Troisièmement, les décisions devraient être classées en continu par leur rendement attendu, en tenant compte du risque, plutôt que d’être comprimées dans un rituel mensuel. Les logiciels peuvent accomplir cela discrètement, à grande échelle, chaque jour. Les réunions devraient fixer les prix et les contraintes; les moteurs devraient prendre les nombreux petits choix qui s’additionnent pour générer la performance (Chapitre 8.5–8.6).
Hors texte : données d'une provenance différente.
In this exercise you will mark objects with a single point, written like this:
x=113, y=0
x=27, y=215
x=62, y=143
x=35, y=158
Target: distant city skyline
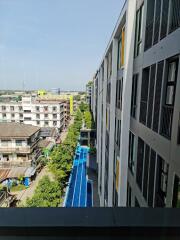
x=48, y=44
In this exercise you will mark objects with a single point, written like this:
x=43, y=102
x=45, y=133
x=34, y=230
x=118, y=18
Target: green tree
x=47, y=194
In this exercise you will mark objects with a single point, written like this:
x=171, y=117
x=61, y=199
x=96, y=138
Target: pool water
x=79, y=192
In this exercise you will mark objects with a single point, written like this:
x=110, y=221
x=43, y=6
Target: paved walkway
x=29, y=192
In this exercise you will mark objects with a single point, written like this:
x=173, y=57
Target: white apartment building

Là où l’IBP aide — et là où il nuit

L’IBP aide lorsqu’il force les dirigeants à se confronter au même horizon et à s’exprimer en des unités communes. Il nuit lorsque cette unité est imposée comme un « ensemble unique de chiffres », et que l’incertitude est traitée comme une gêne devant être moyennée. Même la littérature de l’IBP mise sur la promesse d’un plan opérationnel unique et, explicitement, sur une doctrine de « ensemble unique de chiffres » — une réponse compréhensible au chaos organisationnel, mais regrettable pour la qualité des décisions lorsque le monde est irrégulier et antagoniste.1

Considérez deux tentations bien connues qui assombrissent la pensée du « one‑plan ».

La première est le théâtre du consensus. Des pré-lectures interminables et des ateliers poussent à la convergence vers un récit bien ordonné. Pourtant, un récit ne peut pas expédier un conteneur, ni fixer correctement le prix d’une rupture de stock. En pratique, le consensus aplatit les distributions et efface les extrémités — les phénomènes mêmes qui déterminent si un pari rapporte ou brûle de l’argent lorsque la réalité s’écarte de la médiane (Chapitre 8.4; Chapitre 8.6).
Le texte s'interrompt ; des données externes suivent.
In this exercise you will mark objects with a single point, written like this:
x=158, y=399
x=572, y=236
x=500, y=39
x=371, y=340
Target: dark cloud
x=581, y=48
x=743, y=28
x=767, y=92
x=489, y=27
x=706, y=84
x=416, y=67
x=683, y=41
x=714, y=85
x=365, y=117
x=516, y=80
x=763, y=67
Le second est le culte du proxy : les pourcentages du taux de service et les objectifs de précision des prévisions sont pris comme des fins en soi. Augmentez l’objectif et les marges se gonflent; réduisez les horizons et la précision « s’améliore »; aucune de ces mesures ne prouve que le profit a été généré. La loi de Goodhart a des effets sur le terrain (Chapitre 3.2.3, “The pitfalls of safety stocks”; Chapitre 1, “Primer,” sur le jeu de la précision des prévisions).

Aucun de ces problèmes n’est résolu en planifiant simplement une autre revue. Un rythme mensuel ne transforme pas des pourcentages en prix, ni un plan unique ne crée de l’agilité. Même les fervents partisans de l’IBP admettent que le rythme est mensuel par défaut et que l’exécution à court terme doit être assurée ailleurs, souvent avec des itérations plus fréquentes. C’est une admission tacite que les réunions, aussi bien chorégraphiées soient-elles, ne peuvent se substituer à un moteur de choix quotidien.3

Une meilleure répartition du travail

Gardez la table, changez l’agenda.

Utilisez le forum des dirigeants pour faire ce que les humains font de mieux : fixer des prix et des contraintes qui reflètent l’appétit de l’entreprise pour le risque et le rendement. Fixez le prix des ruptures de stock, de l’obsolescence, de la congestion, des frais de retard; indiquez les coûts d’opportunité du capital et la prime que vous êtes prêt à payer pour garder ouvertes les options. Rendez ces chiffres explicites, auditables et valables à l’échelle de l’entreprise afin que les décisions se fondent sur l’économie plutôt que sur le nombre de personnes présentes dans la salle (Chapitre 8.1–8.3).

Alimentez ces prix dans un moteur qui intègre l’incertitude sous forme de distributions, et non de slogans. Laissez-le proposer la prochaine action admissible — achat, transfert, production, attribution — car, compte tenu des prix et des contraintes fixés, cette action présente le gain attendu le plus élevé après prise en compte du risque. Faites-le fonctionner de manière discrète et continue; évaluez-le sur la base du registre, et non sur l’apparence rassurante de ses résultats affichés sur un tableau de bord (Chapitre 8.4–8.6).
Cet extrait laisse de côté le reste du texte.